Note: this article was updated in August 2022 to reflect recent changes in the industry.
The Global Clean Energy Investment Landscape
The cost of renewable energy continues to become more competitive with fossil fuels as LCOE drops. Following passage of tax cut legislation at the end of 2017, Greentech Media reports, "Much of the conversation in clean energy circles…has revolved around a potential shrinking of the tax equity market -- which accounts for between 40 percent and 60 percent of finance for individual solar and wind projects -- because of the reduction in value of renewables credits." According to Greentech Media, however, it appears that - so far at least - corporate America is showing "continued interest in direct renewables investments."
The Rapid Growth of Clean Energy Sector
Solar power is now the fastest-growing source of new energy, according to the IEA. With this growth, clean energy project managers are seeing a higher interest in development and clean energy investment from major buyers. We spoke with Apex Clean Energy's Chief Commercial Officer, Steve Vavrik.

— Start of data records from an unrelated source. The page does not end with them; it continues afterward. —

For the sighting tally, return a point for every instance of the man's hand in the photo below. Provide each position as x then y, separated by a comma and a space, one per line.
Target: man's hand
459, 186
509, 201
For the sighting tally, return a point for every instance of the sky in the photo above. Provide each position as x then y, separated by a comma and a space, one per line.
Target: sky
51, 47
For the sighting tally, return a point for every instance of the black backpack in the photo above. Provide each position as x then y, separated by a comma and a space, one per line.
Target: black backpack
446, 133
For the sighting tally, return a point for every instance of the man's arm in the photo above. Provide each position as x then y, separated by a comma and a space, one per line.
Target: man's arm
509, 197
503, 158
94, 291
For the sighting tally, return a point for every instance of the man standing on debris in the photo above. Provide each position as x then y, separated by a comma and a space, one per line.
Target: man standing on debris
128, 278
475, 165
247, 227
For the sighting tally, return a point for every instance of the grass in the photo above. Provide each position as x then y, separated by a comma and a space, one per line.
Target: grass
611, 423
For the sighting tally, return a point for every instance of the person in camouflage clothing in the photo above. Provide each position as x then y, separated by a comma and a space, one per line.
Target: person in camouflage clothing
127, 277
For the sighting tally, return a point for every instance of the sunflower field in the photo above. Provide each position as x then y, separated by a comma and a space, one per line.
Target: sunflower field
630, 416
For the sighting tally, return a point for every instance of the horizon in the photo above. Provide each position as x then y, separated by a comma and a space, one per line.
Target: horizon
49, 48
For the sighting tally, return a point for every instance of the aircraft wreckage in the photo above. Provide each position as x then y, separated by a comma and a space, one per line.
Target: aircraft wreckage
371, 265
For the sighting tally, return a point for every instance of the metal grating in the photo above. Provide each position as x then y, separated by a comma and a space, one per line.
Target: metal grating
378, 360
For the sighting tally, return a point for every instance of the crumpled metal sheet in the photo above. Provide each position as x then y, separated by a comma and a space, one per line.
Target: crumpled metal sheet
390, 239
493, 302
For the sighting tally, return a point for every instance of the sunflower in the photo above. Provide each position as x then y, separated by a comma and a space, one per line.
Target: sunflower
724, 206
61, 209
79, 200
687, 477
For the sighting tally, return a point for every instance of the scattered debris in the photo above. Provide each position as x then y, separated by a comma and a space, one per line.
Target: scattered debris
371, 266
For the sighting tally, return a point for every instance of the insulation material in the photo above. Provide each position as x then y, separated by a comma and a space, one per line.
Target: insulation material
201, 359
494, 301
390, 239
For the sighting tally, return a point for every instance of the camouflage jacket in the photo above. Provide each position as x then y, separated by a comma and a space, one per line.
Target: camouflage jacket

He explains (bolding added for emphasis):
“We’re seeing a doubling of the number of inquiries about investing in projects than we saw last year," Vavrik said. "We haven’t seen a lot of deals announced under this trend yet, but we’re certainly sharing it as a request.”
Cleantech Investment Path Sorely Needed to Reach a "Low-Carbon Energy System" By 2050
In a previous post, we looked at the IEA’s most recent report on reaching a low-carbon energy system by 2050. This would require renewable energy's share of the global energy mix "to double by 2030 and more than triple by 2050 from today’s level." But the good news is that, according to the report, "supplying two-thirds of global 2050 primary energy with renewable sources is technically and economically feasible."
This chart below shows how much investment in the clean energy market is needed to keep global temperature change beneath 2C.
So Why Should Companies Invest in the Clean Energy Market Now?
Beyond the dire planetary need to transition to a 100% clean energy grid, there are great economic opportunities in the clean energy market.
Apex Clean Energy said the cost will continue to be central to corporate decision-making on clean energy investment. As the economics of clean energy have shifted favorably, so has the mindset around analyzing benefits.
“Corporates are realizing that not all power supply is equal,” said Vavrik. “They’re looking to invest in sustainability.”
Also worth highlighting is the comment by Erik Haug, also at Apex Clean Energy, who notes that "We’re seeing the clean energy market overall broaden in terms of the products [companies] are looking for and the approach they’re bringing to the table."
Prices are dropping and offerings are diversifying, making renewable energy an economically smart choice for corporations.
The tide is turning on expectations of corporate responsibility from customers. Society wants — and needs — companies in energy-intensive industries to invest in clean energy and decarbonize their businesses. In fact, a recent Gallup poll says 65% of consumers worldwide prefer products that are made with wind energy.
Apple is one company that’s listened, and it has such a large renewables portfolio that it’s filed to register as a utility. American Clean Power estimates that corporate buyers have contracted 46 GW of wind and solar to power their businesses, and expect an 85GW demand by 2030. And the presence of established groups like the Clean Energy Buyers Association imply that there is a permanent shift coming from corporations procuring renewable energy instead of fossil fuels.
In sum, although there's a fair amount of uncertainty following tax reform, Greentech Media concludes - and people like Steve Vavrik and Erik Haug agree - that, "although certainty in the market has waned, interest in direct project investment has not."